Vintage Gear is Better The Modern Gear Because of Its Age

I can already feel the rage of the vintage gear elitists boiling up inside, but I’m going to shatter the glass for you all anyway! 


Vintage gear sounds the way it does because it’s likely past its time and for the most part, the mojo we love is due to degraded parts. When the first LA-2A compressors, or the Rev A 1176’s were made, they weren’t intended to be used for 60 years day in day out without being replaced. 

 

 

Now, I’m not saying I don’t like vintage gear - in fact I like using their software recreations all the time. But if I was going to invest in hardware, or have the real thing in my studio, I would much rather have a modern take on that vintage gear, with all the benefits of modern technology and brand new components, than be extorted out of thousands of pounds due to the age of a piece of hardware.

 

Guitar Amplifier Plugins Will Never Sound As Good As the Real Thing

The jury is definitely split down the middle on this one. I agree that a lot of the recreations we have at the moment aren’t quite there yet; but they are very close. And to take that further, I don’t agree that the real thing won’t be or hasn’t been matched by software yet. 
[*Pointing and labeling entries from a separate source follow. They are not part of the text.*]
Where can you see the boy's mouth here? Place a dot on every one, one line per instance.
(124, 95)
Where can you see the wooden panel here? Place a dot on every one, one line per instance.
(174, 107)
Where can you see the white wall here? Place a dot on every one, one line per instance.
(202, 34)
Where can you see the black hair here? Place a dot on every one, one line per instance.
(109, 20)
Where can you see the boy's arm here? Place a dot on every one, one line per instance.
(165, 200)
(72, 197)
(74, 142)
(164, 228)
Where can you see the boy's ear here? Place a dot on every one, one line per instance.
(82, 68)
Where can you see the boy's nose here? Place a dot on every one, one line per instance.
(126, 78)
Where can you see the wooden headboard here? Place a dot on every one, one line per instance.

I’ve worked for a few companies in my career, and in that time I’ve had the pleasure to work alongside some of the wonderful minds at Two notes Engineering, Positive Grid, and Neural DSP. Neural have definitely cracked the code, and even in my short stint there, it was obvious that they were onto something extremely special. The amp software they’ve been churning out year after year has been the closest thing I’ve personally come across that you could consider to be as good as the real thing, and I’d be confident in saying that the majority of you that are familiar with Neural DSP would agree with that too. 


If you haven’t tried out any of their software, I recommend you grab a trial of their Archetype Nolly plugin and have your mind blown!